Au début du mois de mars 2026, le marché des cryptomonnaies témoigne d'une divergence frappante entre la consolidation du cours de l'Ethereum (ETH) et la vigueur exceptionnelle des indicateurs fondamentaux du réseau. Alors que le prix de l'ETH a de nouveau franchi le seuil des 2 000 dollars américains, les réserves de cette cryptomonnaie sur les plateformes d'échange centralisées ont fondu pour atteindre des niveaux historiquement bas. Ce tarissement des stocks illustre une volonté manifeste des investisseurs de conserver leurs actifs sur le long terme, déplaçant massivement leurs jetons vers des portefeuilles privés, des contrats de jalonnement (staking) ou des protocoles de finance décentralisée (DeFi).
Les données chiffrées confirment cette tendance lourde : les réserves sur les bourses sont passées d'environ 23 millions d'ETH en 2023 à un peu plus de 16 millions d'ETH au début de mars 2026, ce qui représente une contraction de près de 30 % de l'offre liquide disponible. Parallèlement à cette raréfaction, le réseau principal d'Ethereum connaît une effervescence sans précédent. Au début du mois de mars 2026, le volume de transactions quotidiennes a oscillé autour de 2,201 millions, surpassant les sommets atteints lors du rallye de 2021 et de la reprise de 2023. Selon Etherscan, cela représente une progression fulgurante de 92,76 % par rapport à l'année précédente, une dynamique portée par l'essor de la DeFi, la tokenisation des actifs du monde réel (RWA) et la multiplication des agents d'intelligence artificielle (IA) opérant directement sur la blockchain.
Les acteurs majeurs du marché affichent une réticence évidente à se séparer de leurs avoirs. Leon Waidmann, responsable de la recherche chez Lisk, souligne que le transfert massif d'ETH vers le stockage à froid ou le staking est une stratégie délibérée de rétention. Cette réduction structurelle de l'offre, persistante malgré une volatilité des prix entre 1 900 et 2 000 dollars américains fin février et début mars 2026, a historiquement précédé des phases de hausse soutenue en réduisant la pression vendeuse immédiate. Rien qu'en février 2026, plus de 31 millions d'ETH ont quitté les grandes plateformes, marquant le flux de sortie mensuel le plus important depuis novembre. Binance, leader mondial en volume, a vu ses réserves chuter à environ 3,46 millions d'ETH, son niveau le plus bas depuis 2020.

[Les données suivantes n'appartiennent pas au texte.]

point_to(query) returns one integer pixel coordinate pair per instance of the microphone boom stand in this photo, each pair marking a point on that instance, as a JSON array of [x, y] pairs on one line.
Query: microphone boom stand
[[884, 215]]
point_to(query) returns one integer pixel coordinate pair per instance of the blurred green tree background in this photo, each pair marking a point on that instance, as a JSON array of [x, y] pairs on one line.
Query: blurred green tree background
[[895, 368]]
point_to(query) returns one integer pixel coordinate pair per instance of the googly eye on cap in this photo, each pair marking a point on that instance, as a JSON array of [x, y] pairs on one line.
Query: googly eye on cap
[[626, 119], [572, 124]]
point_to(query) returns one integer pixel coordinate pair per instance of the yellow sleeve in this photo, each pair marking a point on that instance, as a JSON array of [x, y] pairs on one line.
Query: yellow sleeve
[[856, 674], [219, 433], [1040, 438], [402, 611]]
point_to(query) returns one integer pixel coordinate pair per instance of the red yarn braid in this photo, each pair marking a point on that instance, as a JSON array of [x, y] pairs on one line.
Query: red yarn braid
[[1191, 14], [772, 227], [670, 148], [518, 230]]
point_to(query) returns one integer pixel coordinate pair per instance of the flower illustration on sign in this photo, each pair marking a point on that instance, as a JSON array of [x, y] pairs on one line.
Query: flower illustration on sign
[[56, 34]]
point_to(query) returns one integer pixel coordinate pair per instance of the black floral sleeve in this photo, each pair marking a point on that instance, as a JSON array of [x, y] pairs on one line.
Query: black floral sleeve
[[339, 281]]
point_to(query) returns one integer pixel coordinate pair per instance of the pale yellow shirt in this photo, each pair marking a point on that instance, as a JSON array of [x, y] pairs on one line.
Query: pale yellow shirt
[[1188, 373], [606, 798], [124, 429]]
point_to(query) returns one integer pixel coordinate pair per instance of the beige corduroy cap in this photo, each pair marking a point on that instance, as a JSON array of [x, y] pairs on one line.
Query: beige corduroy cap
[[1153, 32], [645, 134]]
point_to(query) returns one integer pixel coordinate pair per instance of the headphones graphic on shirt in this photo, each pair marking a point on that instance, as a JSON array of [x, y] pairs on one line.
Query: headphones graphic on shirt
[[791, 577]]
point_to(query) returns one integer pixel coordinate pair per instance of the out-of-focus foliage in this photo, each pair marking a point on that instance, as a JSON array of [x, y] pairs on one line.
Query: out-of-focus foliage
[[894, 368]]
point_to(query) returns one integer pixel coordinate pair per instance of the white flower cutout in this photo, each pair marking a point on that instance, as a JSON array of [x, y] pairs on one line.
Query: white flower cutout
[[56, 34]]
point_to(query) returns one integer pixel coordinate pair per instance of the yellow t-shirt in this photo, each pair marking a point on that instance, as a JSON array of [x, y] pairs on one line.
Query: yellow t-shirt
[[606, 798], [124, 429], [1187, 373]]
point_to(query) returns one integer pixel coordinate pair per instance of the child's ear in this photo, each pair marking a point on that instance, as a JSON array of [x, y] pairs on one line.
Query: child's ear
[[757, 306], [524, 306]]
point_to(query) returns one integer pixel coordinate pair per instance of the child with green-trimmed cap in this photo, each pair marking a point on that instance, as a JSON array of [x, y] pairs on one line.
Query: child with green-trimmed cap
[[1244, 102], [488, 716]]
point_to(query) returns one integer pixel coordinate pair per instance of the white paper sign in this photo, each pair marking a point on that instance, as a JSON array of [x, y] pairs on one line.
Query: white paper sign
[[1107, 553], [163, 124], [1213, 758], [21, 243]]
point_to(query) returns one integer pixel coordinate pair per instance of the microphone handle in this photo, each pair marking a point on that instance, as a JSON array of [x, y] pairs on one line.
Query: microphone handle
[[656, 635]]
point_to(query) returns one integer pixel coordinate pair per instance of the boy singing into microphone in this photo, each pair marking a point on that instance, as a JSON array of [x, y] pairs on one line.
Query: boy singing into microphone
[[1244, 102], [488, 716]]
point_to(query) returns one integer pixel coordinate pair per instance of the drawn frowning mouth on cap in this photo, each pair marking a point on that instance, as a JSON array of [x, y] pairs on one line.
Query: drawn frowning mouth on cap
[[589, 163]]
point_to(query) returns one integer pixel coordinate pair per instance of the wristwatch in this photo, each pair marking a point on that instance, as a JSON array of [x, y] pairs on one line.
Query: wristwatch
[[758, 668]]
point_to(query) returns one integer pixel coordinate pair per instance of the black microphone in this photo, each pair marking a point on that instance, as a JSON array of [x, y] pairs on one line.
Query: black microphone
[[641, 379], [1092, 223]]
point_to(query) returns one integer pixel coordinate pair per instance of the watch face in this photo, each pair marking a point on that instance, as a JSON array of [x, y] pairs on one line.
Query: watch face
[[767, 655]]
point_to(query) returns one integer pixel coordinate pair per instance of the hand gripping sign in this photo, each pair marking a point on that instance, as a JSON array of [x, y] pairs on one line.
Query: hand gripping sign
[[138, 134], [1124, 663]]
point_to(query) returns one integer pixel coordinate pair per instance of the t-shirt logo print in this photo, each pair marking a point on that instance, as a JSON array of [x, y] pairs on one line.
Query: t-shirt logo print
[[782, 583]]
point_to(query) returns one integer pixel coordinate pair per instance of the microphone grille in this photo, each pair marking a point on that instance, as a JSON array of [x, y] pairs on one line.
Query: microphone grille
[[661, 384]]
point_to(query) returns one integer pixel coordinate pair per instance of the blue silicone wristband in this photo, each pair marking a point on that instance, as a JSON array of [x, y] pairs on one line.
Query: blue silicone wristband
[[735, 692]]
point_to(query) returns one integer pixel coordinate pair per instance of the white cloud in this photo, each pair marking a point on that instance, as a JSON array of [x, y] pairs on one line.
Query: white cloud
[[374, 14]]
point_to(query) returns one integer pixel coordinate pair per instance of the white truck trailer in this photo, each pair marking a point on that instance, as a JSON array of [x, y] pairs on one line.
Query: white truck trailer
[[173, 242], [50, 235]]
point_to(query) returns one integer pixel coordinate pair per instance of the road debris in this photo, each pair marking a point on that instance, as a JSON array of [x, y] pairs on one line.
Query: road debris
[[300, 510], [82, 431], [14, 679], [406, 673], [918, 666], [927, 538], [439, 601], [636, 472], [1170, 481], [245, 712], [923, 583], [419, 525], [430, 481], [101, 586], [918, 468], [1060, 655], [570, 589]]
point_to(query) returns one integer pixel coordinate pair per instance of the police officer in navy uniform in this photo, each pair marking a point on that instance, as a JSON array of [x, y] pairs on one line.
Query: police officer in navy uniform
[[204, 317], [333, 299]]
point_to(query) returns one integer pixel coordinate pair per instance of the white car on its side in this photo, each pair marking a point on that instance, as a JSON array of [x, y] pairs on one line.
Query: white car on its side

Pour bien comprendre la situation actuelle, il faut rappeler la correction sévère survenue après le sommet historique d'Ethereum à 4 953 dollars américains, atteint en août 2025. Ce repli a été dicté par des facteurs macroéconomiques plutôt que par un affaiblissement de l'infrastructure du réseau. Au contraire, le secteur des RWA a bondi de près de 200 % en un an, avec une valeur totale d'actifs tokenisés dépassant les 15 milliards de dollars sur le réseau principal, consolidant le rôle d'Ethereum comme couche d'infrastructure financière mondiale. La feuille de route pour 2026 prévoit également la mise à jour Glamsterdam, conçue pour améliorer l'équité de la valeur maximale extractible (MEV), renforçant ainsi la position d'Ethereum en tant que couche de règlement de référence.
En définitive, la compression de l'offre sur les bourses, conjuguée à une activité réseau record, signale une robustesse fondamentale qui transcende l'incertitude des prix à court terme autour des 2 000 dollars. Ethereum remplit désormais une triple fonction : une matière première (gaz), un actif financier (staking) et une réserve de valeur. Cette polyvalence continue de séduire les investisseurs institutionnels en quête de « rendement réel », positionnant l'ETH comme un pilier incontournable de l'économie numérique de demain.